JEAN-MICHEL SALVATOR, directeur des rédactions du Parisien-Aujourd’hui en France

Votre prédécesseur avait choisi pour l'élection de 2017 de ne pas publier de sondages. Pourquoi avez-vous décidé de les réintroduire ?

J’ai fait ce choix pour trois raisons. Ce sont aujourd’hui les sondages qui rythment les campagnes présidentielles. Les journalistes le constatent. Il n’est qu’à voir la décision de François Hollande de ne pas se représenter en 2017, elle s’est fondée sur les sondages. De même pour François Bayrou. Éric Zemmour ne se serait sûrement pas présenté à la présidentielle si les sondages ne lui avaient pas montré qu’il y avait un intérêt autour de sa candidature et qu’il pouvait y réaliser un score intéressant.La sélection des candidats pour la primaire s’est aussi fondée sur les intentions de votes. On ne peut pas se déroder et ne pas y faire référence. Ils sont un élément de référence.

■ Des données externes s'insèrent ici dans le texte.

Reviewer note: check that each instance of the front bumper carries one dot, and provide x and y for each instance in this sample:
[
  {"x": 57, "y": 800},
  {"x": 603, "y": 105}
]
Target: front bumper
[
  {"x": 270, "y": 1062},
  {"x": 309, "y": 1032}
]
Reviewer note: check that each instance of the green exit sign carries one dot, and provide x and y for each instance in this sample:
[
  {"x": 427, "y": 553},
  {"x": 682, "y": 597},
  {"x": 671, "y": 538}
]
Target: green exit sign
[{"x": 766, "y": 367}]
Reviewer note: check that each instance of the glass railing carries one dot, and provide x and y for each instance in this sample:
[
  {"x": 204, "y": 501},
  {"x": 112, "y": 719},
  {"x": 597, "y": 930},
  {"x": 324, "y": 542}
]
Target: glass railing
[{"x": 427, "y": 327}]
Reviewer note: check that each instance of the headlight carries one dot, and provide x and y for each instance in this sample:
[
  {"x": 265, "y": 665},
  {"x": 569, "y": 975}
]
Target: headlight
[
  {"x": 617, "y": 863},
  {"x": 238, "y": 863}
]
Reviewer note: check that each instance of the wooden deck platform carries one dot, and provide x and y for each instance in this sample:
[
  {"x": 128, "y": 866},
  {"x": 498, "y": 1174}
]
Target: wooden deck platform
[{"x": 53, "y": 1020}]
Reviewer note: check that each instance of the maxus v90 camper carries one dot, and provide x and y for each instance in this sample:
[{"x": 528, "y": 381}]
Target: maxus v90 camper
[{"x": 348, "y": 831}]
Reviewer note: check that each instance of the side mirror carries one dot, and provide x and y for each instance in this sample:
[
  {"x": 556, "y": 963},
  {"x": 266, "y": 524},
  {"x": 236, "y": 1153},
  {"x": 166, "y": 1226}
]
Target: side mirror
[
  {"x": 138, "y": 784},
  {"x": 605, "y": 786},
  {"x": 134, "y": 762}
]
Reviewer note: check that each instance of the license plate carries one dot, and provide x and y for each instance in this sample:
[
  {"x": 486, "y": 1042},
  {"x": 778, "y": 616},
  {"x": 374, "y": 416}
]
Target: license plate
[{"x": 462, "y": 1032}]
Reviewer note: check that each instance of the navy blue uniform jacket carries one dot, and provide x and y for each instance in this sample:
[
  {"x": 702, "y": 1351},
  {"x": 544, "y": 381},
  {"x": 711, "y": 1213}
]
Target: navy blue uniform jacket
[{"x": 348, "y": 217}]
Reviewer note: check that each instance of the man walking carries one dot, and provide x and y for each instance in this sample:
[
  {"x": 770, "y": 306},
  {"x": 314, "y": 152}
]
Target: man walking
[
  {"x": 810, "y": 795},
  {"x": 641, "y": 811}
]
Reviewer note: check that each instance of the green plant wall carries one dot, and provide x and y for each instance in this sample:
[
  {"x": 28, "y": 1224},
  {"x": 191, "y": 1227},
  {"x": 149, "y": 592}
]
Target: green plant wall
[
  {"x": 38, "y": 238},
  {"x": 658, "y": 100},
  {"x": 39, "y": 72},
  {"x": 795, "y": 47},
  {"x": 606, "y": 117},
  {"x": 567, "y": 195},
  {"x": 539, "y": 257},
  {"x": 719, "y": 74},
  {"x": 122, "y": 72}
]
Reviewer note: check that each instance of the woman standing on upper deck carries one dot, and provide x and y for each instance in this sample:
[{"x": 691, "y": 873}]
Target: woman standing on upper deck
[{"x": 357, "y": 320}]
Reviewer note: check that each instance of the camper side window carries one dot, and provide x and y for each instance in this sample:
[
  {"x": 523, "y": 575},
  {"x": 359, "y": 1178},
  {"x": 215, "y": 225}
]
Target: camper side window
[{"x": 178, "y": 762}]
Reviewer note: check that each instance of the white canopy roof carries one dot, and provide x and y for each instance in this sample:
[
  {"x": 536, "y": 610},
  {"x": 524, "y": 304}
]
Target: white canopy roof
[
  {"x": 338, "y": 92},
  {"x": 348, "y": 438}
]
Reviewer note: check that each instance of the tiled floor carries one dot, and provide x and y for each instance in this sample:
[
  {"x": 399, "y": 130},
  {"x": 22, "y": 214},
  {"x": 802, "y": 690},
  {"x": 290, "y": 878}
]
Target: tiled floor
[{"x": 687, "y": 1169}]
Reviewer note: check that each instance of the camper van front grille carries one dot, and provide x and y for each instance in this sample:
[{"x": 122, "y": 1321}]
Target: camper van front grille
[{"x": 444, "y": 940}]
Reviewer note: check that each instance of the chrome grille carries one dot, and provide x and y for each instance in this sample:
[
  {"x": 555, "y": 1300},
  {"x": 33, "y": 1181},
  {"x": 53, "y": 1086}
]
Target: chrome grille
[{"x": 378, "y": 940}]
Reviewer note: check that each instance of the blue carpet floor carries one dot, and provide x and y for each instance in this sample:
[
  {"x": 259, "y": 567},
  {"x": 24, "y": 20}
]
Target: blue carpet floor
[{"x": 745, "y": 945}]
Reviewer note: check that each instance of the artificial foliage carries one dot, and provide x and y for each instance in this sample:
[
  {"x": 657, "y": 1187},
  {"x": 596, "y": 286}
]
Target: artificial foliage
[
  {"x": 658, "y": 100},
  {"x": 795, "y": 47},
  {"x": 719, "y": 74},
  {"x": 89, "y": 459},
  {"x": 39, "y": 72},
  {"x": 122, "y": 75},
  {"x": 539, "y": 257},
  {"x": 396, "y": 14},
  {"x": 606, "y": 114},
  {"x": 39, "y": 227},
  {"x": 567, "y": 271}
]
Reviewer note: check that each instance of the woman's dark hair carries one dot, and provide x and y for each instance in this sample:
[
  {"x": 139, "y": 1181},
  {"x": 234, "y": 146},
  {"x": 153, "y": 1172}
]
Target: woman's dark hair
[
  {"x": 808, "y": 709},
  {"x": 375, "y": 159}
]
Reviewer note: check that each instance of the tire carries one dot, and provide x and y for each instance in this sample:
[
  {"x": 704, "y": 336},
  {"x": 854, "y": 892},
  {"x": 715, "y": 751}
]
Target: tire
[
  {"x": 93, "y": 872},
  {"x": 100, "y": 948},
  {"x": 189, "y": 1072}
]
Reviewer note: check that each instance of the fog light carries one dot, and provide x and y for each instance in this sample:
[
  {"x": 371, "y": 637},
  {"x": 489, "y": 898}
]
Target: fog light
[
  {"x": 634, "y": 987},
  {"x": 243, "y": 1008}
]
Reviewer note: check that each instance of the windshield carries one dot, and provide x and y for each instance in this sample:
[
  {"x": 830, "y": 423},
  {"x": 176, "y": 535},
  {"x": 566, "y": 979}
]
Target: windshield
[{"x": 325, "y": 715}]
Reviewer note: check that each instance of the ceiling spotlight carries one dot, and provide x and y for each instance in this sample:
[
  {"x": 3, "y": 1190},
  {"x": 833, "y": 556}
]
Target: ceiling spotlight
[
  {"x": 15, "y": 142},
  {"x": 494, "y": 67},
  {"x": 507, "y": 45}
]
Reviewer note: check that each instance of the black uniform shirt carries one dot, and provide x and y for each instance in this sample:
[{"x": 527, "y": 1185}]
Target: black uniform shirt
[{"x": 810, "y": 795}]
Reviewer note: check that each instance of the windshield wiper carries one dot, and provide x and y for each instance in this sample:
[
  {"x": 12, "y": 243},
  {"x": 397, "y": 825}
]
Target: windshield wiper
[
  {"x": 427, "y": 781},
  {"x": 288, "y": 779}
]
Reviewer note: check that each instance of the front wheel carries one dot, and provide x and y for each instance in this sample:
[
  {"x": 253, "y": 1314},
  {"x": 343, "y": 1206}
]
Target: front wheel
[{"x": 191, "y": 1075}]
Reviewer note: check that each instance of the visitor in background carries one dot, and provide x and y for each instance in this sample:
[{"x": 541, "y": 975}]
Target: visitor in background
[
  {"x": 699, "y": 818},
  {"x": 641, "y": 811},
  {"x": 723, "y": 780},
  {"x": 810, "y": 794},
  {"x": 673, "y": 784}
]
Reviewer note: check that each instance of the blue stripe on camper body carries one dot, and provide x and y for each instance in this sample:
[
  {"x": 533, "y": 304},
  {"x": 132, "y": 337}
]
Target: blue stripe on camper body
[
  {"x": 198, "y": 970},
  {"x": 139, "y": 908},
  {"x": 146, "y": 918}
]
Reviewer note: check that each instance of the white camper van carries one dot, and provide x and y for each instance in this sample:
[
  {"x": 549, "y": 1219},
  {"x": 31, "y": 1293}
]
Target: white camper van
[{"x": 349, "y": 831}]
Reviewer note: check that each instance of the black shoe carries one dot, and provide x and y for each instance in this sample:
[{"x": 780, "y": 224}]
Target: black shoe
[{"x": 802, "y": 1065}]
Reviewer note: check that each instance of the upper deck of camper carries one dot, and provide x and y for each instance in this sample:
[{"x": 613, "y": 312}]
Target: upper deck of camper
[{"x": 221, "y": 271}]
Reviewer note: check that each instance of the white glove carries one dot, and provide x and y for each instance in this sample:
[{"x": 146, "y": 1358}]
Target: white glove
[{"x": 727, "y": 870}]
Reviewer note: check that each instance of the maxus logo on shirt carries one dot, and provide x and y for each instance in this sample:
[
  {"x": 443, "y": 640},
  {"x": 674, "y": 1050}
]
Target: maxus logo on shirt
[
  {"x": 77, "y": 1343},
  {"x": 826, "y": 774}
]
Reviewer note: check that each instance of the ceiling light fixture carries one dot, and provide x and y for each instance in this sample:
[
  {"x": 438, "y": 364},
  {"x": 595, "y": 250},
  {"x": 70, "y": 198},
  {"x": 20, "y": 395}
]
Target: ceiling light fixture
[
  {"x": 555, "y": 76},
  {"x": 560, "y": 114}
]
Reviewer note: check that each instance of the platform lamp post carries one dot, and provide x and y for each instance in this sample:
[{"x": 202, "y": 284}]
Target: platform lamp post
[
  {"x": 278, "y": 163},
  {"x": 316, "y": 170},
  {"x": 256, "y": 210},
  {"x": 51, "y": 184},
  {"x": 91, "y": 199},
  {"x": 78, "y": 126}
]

Vous êtes-vous imposé un cadre pour en rendre compte ?

Il me semble qu’on ne peut pas refuser de commander des sondages et, en même temps, reprendre ceux des autres. Sous peine de ne traiter que des sondages spectaculaires. Il faut être responsable de ses sources, surtout lorsque l’on est un grand journal comme le nôtre. Mieux vaut ne se référer qu’à ses sources, quels ques soient les résultats.

Vos lecteurs sont-ils avides de sondages ?

Nos lecteurs souhaitent avoir ces informations. C’est ce que l’on constate en suivant les audiences de votre site internet : ces derniers jours, les papiers les plus lus ont trait aux sondages. Ils sont un élément du traitement d’une présidentielle parmi d’autres, évidemment. Et nous avons publié une cinquantaine de reportages et des enquêtes, qui ne peuvent, en aucune manière, se substituer aux sondages.